Зафрани заполнил бланк и отложил его в сторону:
«Даниил, я помогаю тебе только потому, что это твоё решение. Я не видел от тебя зла, и поэтому не препятствую тебе в том, что ты делаешь. Но ты должен знать, что – это зло.
Когда тебя освободят по психиатрической статье, перед тобой закроются все двери, ты
не найдёшь нигде даже мало-мальски приличной работы. Я надеюсь, что ты одумаешься в последнюю минуту. Даже и не верится. Если бы у меня спросили, моё истинное о тебе мнение, - я бы ответил, что такой исполнительный и идейный солдат, как ты, - с лёгкостью прослужит три года, и к тому же останется  сверхсрочно года на два».
Он снова пробежал глазами анкету, - Тут запрашивается печать начальника базы, - он помолчал, - Ну, что ж, попробуем сделать и это. Сейчас ты пойдёшь со мной.
Я не знал, что Зафрани, в своей помощи мне, может зайти так далеко. 
Мы вышли из водительской конторы и направились в канцелярию, в кабинеты забитые компьютерами, документами и секретаршами. Кабинет командира базы, находился на втором этаже. Мы поднялись. Дверь в кабинет была полуоткрыта. Зафрани осторожно заглянул вовнутрь. Кабинет был пуст. Это было в порядке вещей, так как командир часто бывал в разъездах или сновал по территории базы, улаживая всевозможные мелкие дела.
Зафрани посмотрел на меня и улыбнулся, - Стой на шухере. Если кто-то появится, начинай
что-нибудь громко насвистывать, - и исчез за дверью. Через минуту он появился в коридоре,
довольно рассматривая на свету новенькую, свеженькую печать на моей анкете.
С этой самой анкетой на следующий день я снова отправился в Беер-Шеву, в прекрасном настроении, хотя и на каком-то нервном взводе.
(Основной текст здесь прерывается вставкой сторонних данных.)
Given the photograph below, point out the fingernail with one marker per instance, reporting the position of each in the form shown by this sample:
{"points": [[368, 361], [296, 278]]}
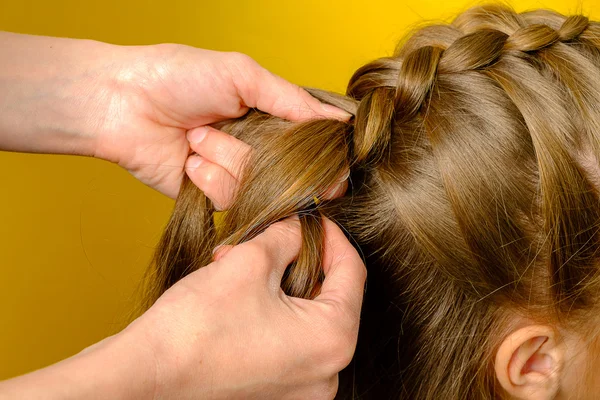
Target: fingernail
{"points": [[344, 177], [194, 161], [329, 109], [217, 249], [197, 135]]}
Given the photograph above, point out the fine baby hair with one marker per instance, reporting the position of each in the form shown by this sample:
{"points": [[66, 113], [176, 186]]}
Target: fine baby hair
{"points": [[473, 198]]}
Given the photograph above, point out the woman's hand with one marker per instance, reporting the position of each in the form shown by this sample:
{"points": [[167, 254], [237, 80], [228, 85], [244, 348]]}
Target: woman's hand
{"points": [[173, 88], [226, 331], [229, 331], [131, 104]]}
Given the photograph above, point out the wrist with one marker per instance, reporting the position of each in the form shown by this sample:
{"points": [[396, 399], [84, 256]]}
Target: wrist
{"points": [[55, 93], [118, 367]]}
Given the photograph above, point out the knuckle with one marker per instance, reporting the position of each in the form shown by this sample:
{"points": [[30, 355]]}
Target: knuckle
{"points": [[240, 59]]}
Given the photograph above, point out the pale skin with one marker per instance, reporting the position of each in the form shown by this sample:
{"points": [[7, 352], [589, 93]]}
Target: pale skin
{"points": [[227, 330]]}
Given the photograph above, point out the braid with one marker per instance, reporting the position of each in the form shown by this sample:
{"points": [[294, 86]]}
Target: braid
{"points": [[466, 199], [394, 89]]}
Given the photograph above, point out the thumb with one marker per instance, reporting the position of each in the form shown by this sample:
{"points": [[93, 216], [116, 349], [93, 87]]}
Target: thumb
{"points": [[345, 272], [272, 94]]}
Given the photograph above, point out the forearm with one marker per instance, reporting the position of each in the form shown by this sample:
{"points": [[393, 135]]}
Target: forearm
{"points": [[51, 93], [116, 368]]}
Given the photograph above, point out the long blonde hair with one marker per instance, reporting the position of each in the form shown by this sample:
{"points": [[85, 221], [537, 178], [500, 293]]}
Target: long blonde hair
{"points": [[467, 196]]}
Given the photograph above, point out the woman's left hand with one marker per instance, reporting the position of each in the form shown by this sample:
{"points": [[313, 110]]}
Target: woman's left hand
{"points": [[132, 104]]}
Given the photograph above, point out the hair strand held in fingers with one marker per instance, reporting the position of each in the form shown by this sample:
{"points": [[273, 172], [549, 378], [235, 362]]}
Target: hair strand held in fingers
{"points": [[473, 196]]}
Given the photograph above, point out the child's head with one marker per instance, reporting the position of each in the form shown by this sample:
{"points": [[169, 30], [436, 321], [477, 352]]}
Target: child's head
{"points": [[474, 198]]}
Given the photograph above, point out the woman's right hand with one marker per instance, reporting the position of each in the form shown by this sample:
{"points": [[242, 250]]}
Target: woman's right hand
{"points": [[217, 167]]}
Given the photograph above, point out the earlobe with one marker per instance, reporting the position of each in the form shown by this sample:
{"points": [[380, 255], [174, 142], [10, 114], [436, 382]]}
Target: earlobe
{"points": [[529, 363]]}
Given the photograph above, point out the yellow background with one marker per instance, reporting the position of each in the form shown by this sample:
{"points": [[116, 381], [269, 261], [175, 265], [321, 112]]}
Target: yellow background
{"points": [[76, 233]]}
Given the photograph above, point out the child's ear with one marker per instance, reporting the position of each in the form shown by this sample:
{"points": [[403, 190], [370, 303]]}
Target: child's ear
{"points": [[529, 363]]}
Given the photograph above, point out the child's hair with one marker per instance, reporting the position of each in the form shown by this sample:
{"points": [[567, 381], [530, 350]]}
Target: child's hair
{"points": [[472, 158]]}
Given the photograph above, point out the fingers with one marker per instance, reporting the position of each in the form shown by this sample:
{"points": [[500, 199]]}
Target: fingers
{"points": [[269, 253], [345, 273], [216, 183], [274, 95], [217, 168], [219, 148]]}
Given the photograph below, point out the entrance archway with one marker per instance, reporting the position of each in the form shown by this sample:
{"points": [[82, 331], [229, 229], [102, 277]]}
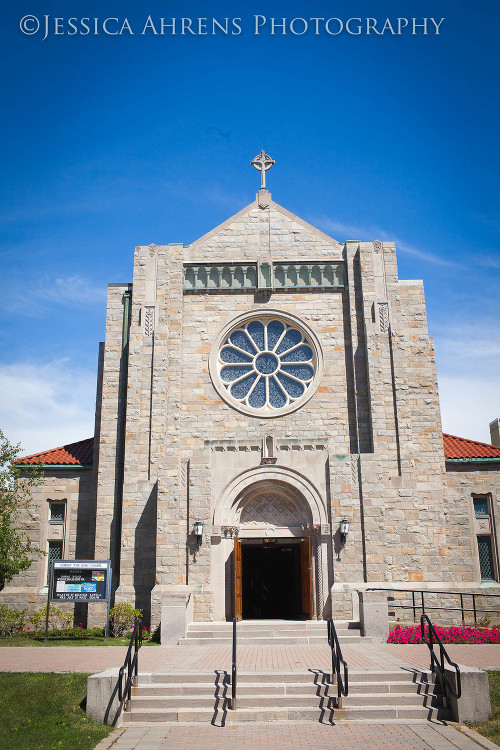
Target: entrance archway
{"points": [[272, 579], [272, 554]]}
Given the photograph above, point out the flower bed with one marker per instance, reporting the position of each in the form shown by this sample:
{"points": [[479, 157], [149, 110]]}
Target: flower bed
{"points": [[452, 634]]}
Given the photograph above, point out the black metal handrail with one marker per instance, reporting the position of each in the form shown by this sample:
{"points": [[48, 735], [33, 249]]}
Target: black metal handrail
{"points": [[131, 666], [416, 605], [233, 670], [337, 661], [433, 638]]}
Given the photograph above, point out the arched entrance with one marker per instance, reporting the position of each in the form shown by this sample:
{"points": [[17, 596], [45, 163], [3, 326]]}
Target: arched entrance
{"points": [[273, 556]]}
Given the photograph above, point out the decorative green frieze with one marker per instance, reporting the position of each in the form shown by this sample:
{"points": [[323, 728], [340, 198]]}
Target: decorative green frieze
{"points": [[280, 277]]}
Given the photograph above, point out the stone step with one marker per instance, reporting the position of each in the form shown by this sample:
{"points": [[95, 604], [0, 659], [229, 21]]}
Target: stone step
{"points": [[305, 700], [245, 625], [275, 640], [212, 689], [311, 677], [270, 632], [276, 713]]}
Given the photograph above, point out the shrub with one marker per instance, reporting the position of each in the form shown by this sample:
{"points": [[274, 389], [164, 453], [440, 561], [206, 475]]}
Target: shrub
{"points": [[74, 634], [122, 617], [57, 618], [11, 620]]}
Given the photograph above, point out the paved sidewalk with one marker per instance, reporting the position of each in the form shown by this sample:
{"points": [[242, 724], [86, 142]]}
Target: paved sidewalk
{"points": [[250, 658], [287, 736], [284, 658]]}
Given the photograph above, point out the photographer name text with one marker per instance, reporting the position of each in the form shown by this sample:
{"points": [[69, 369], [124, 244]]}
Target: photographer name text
{"points": [[45, 26]]}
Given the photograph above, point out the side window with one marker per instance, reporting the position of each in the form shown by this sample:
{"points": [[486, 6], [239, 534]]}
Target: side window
{"points": [[56, 533], [57, 512], [55, 553], [485, 550]]}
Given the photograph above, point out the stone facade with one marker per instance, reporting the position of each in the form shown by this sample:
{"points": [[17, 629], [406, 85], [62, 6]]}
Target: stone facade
{"points": [[363, 444]]}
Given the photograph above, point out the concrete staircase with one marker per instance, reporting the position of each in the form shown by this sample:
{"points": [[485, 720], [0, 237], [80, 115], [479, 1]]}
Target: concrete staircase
{"points": [[267, 697], [270, 633]]}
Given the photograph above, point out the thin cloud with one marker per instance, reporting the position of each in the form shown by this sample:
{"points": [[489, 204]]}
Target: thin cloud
{"points": [[468, 405], [352, 231], [47, 404], [31, 298], [489, 262]]}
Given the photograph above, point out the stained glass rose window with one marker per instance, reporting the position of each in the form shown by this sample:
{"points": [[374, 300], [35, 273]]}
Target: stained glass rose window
{"points": [[267, 365]]}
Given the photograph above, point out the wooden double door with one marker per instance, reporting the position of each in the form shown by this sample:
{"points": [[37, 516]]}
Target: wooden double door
{"points": [[272, 579]]}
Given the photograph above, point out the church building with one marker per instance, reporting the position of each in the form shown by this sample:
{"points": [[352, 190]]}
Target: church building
{"points": [[268, 436]]}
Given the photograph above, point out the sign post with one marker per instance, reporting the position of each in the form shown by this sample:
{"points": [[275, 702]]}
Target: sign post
{"points": [[80, 581]]}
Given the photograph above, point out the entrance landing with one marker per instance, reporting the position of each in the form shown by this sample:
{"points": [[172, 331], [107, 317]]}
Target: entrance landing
{"points": [[192, 658]]}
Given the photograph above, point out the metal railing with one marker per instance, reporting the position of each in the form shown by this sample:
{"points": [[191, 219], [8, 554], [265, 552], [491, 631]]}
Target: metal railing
{"points": [[337, 661], [233, 670], [131, 666], [438, 663], [415, 605]]}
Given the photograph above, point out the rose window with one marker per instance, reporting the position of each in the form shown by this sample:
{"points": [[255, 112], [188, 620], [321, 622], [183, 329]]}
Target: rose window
{"points": [[266, 365]]}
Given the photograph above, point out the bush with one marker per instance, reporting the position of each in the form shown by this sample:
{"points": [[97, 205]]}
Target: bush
{"points": [[74, 634], [57, 618], [453, 634], [122, 617], [11, 620]]}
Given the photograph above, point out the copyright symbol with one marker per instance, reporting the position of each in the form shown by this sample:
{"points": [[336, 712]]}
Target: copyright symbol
{"points": [[29, 25]]}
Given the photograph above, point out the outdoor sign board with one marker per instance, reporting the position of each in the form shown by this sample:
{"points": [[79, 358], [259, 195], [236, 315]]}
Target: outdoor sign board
{"points": [[80, 580]]}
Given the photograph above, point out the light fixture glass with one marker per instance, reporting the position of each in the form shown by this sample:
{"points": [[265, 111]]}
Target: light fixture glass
{"points": [[198, 530]]}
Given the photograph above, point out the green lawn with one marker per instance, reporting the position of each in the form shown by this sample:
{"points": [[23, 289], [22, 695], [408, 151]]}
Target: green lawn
{"points": [[491, 728], [17, 640], [41, 711]]}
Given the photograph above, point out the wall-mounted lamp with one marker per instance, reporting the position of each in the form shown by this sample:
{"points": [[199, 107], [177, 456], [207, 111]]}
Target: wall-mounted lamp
{"points": [[344, 529], [198, 531]]}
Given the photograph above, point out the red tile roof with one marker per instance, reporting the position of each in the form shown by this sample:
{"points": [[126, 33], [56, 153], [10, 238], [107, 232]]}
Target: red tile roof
{"points": [[73, 454], [461, 448], [80, 453]]}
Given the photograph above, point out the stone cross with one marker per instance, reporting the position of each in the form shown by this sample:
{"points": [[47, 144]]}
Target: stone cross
{"points": [[262, 162]]}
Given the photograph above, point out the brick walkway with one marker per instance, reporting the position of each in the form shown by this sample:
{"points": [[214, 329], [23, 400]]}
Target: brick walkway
{"points": [[250, 658], [285, 736], [279, 736]]}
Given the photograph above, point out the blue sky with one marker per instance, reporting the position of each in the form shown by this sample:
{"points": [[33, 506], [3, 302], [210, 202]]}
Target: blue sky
{"points": [[113, 141]]}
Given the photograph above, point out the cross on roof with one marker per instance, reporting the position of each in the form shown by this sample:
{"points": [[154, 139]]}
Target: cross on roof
{"points": [[262, 162]]}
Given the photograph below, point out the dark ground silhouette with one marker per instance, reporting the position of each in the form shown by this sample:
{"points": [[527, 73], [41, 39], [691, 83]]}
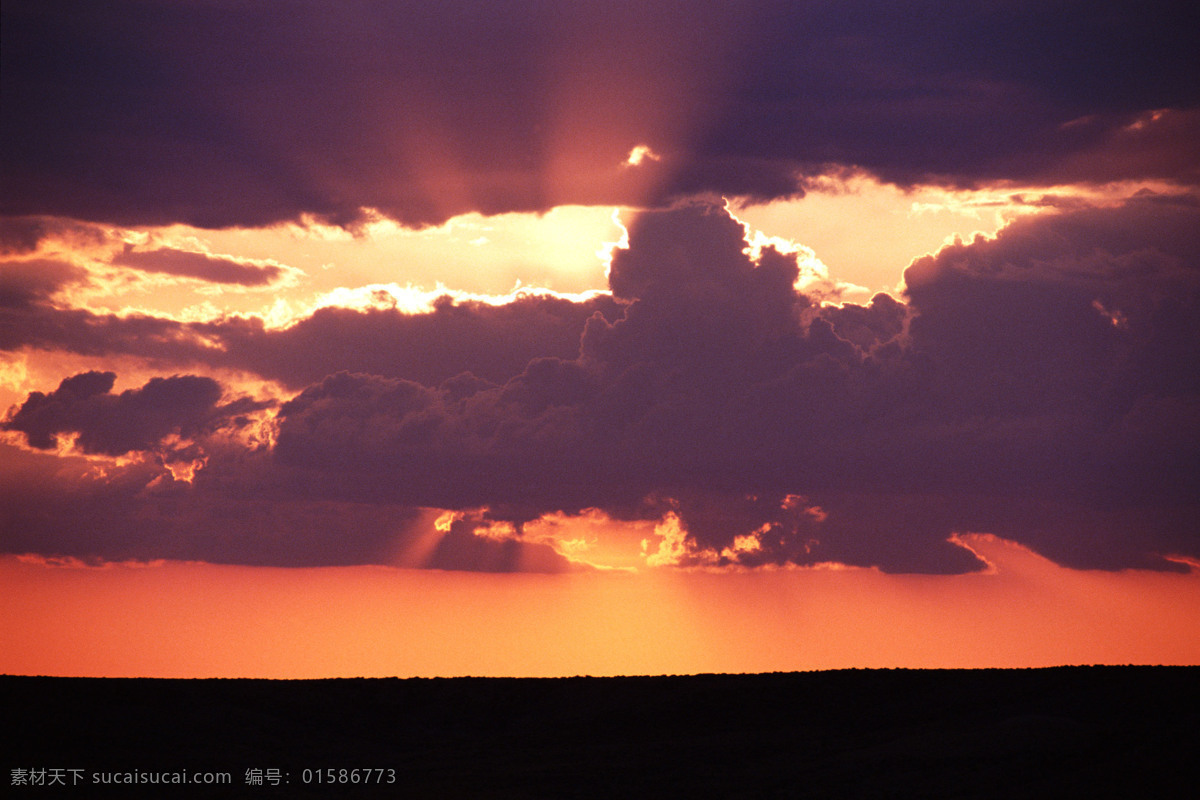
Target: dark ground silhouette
{"points": [[1078, 732]]}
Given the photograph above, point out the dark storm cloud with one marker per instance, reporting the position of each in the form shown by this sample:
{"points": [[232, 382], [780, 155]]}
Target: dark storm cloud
{"points": [[205, 266], [226, 114], [1041, 386], [137, 419], [492, 342], [25, 284]]}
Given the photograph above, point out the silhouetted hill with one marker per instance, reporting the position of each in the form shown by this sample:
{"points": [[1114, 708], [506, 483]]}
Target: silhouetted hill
{"points": [[1080, 732]]}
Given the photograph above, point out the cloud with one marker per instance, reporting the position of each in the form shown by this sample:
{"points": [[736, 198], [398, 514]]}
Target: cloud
{"points": [[24, 284], [1039, 385], [184, 407], [221, 115], [205, 266], [491, 341]]}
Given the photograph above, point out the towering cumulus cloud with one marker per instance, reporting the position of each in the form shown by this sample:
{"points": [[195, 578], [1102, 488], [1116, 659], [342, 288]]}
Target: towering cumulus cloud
{"points": [[181, 390]]}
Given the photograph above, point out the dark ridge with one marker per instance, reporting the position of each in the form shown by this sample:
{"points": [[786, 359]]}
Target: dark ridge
{"points": [[1069, 732]]}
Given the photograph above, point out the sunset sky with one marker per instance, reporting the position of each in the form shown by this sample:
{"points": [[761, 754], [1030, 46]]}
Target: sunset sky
{"points": [[544, 338]]}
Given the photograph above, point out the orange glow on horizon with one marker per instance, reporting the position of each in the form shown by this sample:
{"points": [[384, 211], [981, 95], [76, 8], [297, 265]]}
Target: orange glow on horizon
{"points": [[181, 620]]}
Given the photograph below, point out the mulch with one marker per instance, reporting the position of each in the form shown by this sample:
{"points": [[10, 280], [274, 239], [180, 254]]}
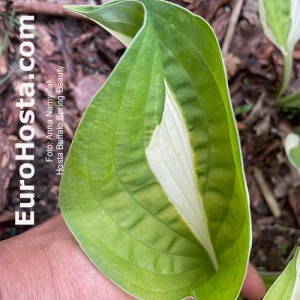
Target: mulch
{"points": [[254, 68]]}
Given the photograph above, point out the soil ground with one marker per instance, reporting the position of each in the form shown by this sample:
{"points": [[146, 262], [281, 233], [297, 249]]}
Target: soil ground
{"points": [[254, 68]]}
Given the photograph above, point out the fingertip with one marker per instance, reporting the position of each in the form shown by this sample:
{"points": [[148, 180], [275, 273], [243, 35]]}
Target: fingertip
{"points": [[254, 287]]}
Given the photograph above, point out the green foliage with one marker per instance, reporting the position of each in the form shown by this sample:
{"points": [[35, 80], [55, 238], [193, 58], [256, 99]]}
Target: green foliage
{"points": [[292, 149], [281, 22], [153, 187], [287, 286]]}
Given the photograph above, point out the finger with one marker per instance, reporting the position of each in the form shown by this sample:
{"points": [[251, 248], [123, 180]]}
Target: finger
{"points": [[253, 287]]}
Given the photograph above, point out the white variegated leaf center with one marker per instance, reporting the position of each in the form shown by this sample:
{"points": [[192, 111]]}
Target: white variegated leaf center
{"points": [[170, 157]]}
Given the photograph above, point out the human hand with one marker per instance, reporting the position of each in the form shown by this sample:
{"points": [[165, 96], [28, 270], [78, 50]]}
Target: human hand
{"points": [[46, 262]]}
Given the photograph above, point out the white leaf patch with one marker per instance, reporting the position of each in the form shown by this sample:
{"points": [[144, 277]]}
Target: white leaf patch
{"points": [[169, 155]]}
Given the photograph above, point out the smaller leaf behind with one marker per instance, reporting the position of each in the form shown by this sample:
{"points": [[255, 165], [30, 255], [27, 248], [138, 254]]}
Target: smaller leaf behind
{"points": [[280, 21], [287, 286], [292, 149]]}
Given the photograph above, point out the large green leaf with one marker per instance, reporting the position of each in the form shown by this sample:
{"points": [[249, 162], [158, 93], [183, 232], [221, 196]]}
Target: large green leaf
{"points": [[287, 286], [281, 22], [153, 187]]}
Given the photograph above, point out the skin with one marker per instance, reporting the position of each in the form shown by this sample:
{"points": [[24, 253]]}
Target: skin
{"points": [[46, 262]]}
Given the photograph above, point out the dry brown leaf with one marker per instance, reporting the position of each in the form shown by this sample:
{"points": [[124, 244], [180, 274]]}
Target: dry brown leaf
{"points": [[232, 63], [7, 166], [44, 42]]}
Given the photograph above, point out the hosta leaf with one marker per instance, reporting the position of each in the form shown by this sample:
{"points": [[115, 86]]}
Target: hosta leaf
{"points": [[287, 286], [281, 22], [292, 149], [153, 187]]}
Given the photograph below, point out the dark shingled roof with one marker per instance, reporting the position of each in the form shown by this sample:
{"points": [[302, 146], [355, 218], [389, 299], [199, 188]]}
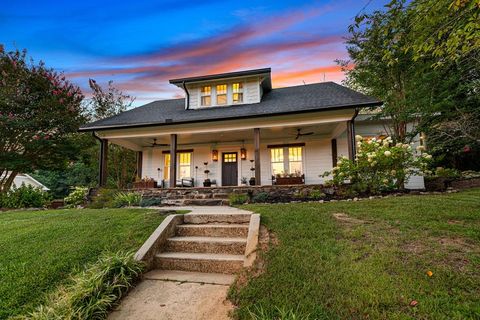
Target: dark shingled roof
{"points": [[298, 99]]}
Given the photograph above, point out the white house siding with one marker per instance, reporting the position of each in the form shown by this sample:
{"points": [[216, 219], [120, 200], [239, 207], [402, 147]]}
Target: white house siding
{"points": [[317, 158]]}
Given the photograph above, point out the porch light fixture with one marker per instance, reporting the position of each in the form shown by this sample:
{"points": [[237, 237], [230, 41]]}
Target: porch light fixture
{"points": [[214, 155], [243, 154]]}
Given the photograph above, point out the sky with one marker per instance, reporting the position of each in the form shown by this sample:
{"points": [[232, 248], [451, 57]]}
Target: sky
{"points": [[140, 44]]}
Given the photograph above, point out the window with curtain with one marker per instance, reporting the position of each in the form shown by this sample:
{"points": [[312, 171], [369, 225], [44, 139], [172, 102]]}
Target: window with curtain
{"points": [[237, 89], [290, 164], [206, 96], [184, 165], [221, 94], [166, 167]]}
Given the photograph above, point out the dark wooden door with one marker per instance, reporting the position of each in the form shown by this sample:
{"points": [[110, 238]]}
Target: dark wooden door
{"points": [[229, 169]]}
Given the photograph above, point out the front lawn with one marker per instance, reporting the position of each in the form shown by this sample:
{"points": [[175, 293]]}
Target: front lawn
{"points": [[369, 260], [39, 249]]}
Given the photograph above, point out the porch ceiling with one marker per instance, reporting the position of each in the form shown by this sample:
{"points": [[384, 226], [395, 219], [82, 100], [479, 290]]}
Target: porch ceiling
{"points": [[267, 134]]}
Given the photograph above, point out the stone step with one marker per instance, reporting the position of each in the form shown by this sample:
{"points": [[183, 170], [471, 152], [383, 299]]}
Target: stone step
{"points": [[213, 230], [206, 245], [190, 276], [200, 262], [202, 218]]}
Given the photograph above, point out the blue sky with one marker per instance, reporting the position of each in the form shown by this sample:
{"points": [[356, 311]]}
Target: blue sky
{"points": [[141, 44]]}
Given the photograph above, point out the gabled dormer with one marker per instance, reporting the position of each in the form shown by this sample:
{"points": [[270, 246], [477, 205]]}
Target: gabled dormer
{"points": [[225, 89]]}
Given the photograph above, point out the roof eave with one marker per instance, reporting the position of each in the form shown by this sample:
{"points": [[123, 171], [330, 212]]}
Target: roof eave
{"points": [[140, 125]]}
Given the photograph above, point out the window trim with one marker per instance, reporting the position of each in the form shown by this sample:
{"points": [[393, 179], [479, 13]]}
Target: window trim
{"points": [[286, 156]]}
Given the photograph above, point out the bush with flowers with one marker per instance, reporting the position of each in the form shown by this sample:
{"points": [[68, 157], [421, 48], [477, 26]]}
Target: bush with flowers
{"points": [[379, 166]]}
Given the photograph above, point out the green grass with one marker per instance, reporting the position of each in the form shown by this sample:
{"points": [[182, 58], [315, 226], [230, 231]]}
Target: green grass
{"points": [[372, 262], [39, 249]]}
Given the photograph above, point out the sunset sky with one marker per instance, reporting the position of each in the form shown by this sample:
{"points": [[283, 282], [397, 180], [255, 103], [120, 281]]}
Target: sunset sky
{"points": [[140, 45]]}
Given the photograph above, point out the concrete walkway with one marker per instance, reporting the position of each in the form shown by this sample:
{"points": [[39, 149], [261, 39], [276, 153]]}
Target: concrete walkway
{"points": [[180, 295]]}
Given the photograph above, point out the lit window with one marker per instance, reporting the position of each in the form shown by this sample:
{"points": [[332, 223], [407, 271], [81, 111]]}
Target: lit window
{"points": [[221, 94], [237, 92], [295, 160], [185, 165], [277, 161], [206, 96], [287, 165], [166, 167]]}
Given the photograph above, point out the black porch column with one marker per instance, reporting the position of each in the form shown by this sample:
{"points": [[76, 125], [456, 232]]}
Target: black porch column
{"points": [[173, 160], [103, 162], [350, 140], [139, 164], [256, 144]]}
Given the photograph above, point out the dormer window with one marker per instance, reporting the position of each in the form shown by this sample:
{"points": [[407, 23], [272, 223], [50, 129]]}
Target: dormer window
{"points": [[221, 94], [237, 92], [206, 96]]}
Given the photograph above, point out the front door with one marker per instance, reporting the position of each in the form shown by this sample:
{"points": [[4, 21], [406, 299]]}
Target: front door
{"points": [[229, 169]]}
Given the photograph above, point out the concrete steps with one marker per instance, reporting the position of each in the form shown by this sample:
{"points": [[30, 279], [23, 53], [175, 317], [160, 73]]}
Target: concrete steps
{"points": [[201, 262], [213, 230], [206, 245]]}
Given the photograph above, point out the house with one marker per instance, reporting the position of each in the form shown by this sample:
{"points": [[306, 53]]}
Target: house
{"points": [[235, 125], [27, 180]]}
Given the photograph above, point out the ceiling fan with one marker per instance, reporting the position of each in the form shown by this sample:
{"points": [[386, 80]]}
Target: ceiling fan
{"points": [[155, 144], [300, 134]]}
Молва, которая не была ложной, гласила, что солдат, желающий досрочного освобождения, должен явиться к районному психиатру и пригрозить ему собственным самоубийством. Было ясно, как белый день, что система требовала от меня уничижения, на которое я не хотел, не мог и не был готов пойти. Поэтому я перевернул всё с ног на голову,
и когда снова появился в кабинете психиатра, то заявил ему, что прекрасно себя чувствую. Но, если он откажет мне в содействии, - то я открою беспорядочный огонь по сослуживцам. Так я не оставил ни одного шанса, ни себе, ни системе.
Я не мог больше оставаться в армии сам, а система, в свою очередь, больше не могла содержать меня внутри себя. Услышав брошенный мной вызов, психиатр, тут же повёл меня в следующий кабинет, где заседал офицер, заведующий этой психиатрической единицей и принимающий все окончательные решения. Он посмотрел в документы, принесённые его подчинённым, и попросил его оставить нас вдвоём.
Офицер посмотрел на меня исподлобья и задал мне вопрос, который ничего уже не менял,
- Что заставило тебя на это пойти?
- Мне надоел весь этот бардак, весь этот смех, все эти улыбочки, - ответил я.
- Ну, и что ж? Эти люди трудятся, в отличие от тебя, а значит, имеют право смеяться и радоваться жизни.
- А ты, - обыкновенный кровосос, - он посмотрел на меня ещё раз испытующе, на что я  хладнокровно улыбнулся.
Он вынул какой-то бланк, поставил в нём печать, протянул его мне,
- Это покажешь командиру базы. С этого момента никто не имеет права тебя задерживать в армии. Автомат отвезёшь в медицинский центр «Сорока», и там его сдашь. После этого будешь свободен, как ветер в поле.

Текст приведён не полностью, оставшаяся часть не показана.